Prove that if $\alpha \in BV[a,b]$ and for some positive number $M$ we have $|\alpha (x)| > M$ for $x$ in $[a,b]$, then $1/\alpha \in BV[a,b]$.
I am trying to use the definition of bounded variation with the mean value theorem but I'm stuck. What do I do with the inequality?
We have that $|\alpha(x)| > M$, so that the reciprocal is well defined, at the least. Also, since $\alpha$ is of bounded variation, we'll let the constant $C$ be the variation of $\alpha$ (the constant that bounds the sum you gave, for every possible partition).
Next, consider any partition of $[a,b]$, say $x_i$, $0 \leq i \leq n$, where $x_0 = a$ and $x_n = b$.

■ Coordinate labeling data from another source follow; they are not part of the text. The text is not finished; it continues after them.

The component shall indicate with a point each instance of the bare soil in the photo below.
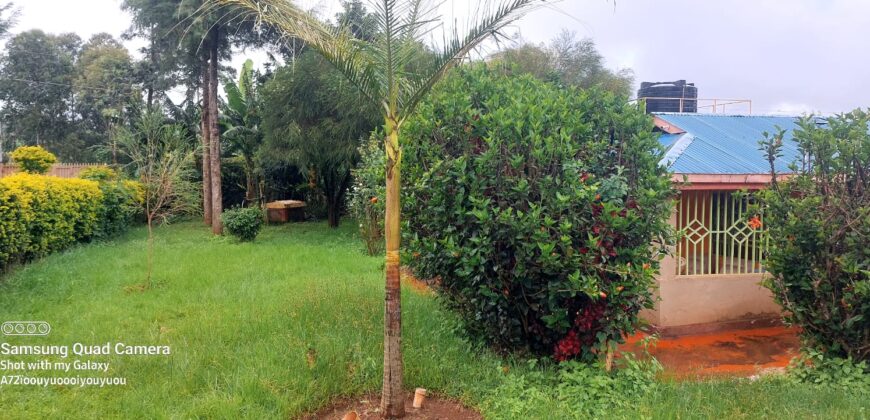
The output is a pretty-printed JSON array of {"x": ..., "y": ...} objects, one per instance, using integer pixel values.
[{"x": 368, "y": 408}]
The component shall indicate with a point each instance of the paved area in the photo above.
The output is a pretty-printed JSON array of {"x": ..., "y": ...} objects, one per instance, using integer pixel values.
[{"x": 735, "y": 352}]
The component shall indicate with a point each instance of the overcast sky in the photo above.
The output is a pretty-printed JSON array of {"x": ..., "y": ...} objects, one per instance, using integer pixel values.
[{"x": 786, "y": 56}]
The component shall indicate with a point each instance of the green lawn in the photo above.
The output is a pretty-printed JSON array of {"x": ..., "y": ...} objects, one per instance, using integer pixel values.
[{"x": 242, "y": 320}]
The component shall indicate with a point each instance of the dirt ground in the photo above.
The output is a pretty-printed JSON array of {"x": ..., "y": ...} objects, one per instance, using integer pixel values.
[
  {"x": 368, "y": 408},
  {"x": 734, "y": 352}
]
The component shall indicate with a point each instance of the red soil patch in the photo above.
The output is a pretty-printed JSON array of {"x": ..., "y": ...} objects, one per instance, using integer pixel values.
[
  {"x": 735, "y": 352},
  {"x": 368, "y": 408}
]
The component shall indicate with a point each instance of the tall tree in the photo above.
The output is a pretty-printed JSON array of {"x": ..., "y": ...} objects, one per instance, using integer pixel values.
[
  {"x": 316, "y": 121},
  {"x": 8, "y": 18},
  {"x": 36, "y": 76},
  {"x": 202, "y": 40},
  {"x": 105, "y": 90},
  {"x": 567, "y": 61},
  {"x": 241, "y": 119},
  {"x": 380, "y": 69},
  {"x": 161, "y": 158}
]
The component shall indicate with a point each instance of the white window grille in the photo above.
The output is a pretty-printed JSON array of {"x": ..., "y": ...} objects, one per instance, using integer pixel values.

Now, we basically have to estimate the quantity: $$ \sum_{i=0}^{n-1} |f(x_{i+1}) - f(x_{i})| = \sum_{i=1}^n \left|\frac{1}{\alpha(x_{i+1})} - \frac{1}{\alpha(x_i)} \right| $$
Expand the inner bracket: $$ \sum_{i=0}^{n-1} \left|\frac{1}{\alpha(x_{i+1})} - \frac{1}{\alpha(x_i)} \right| = \sum_{i=0}^{n-1} \left|\frac{\alpha(x_i) - \alpha(x_{i+1})}{\alpha(x_i) \alpha(x_{i+1})}\right| $$
Now, since $|\alpha(x)| > M$, it follows that $\frac{1}{|\alpha(x)|} < \frac 1M$ for all $x \in [a,b]$. Hence: $$ \left|\frac{\alpha(x_i) - \alpha(x_{i+1})}{\alpha(x_i) \alpha(x_{i+1})}\right| \leq |\alpha(x_i) - \alpha(x_{i+1})| \frac{1}{|\alpha(x_i)|} \frac{1}{|\alpha(x_{i+1})|} \leq \frac{|\alpha(x_i) - \alpha(x_{i+1})|}{M^2} $$
Summing on both sides: $$ \sum_{i=0}^{n-1} \left|\frac{\alpha(x_i) - \alpha(x_{i+1})}{\alpha(x_i) \alpha(x_{i+1})}\right| \leq \frac 1{M^2}\sum_{i=0}^{n-1} |\alpha(x_i) - \alpha(x_{i+1})| \leq \frac{C}{M^2} $$
Hence, you get that $\frac 1 \alpha$ is also of bounded variation, since every possible variation is bounded by a finite quantity $\frac C{M^2}$.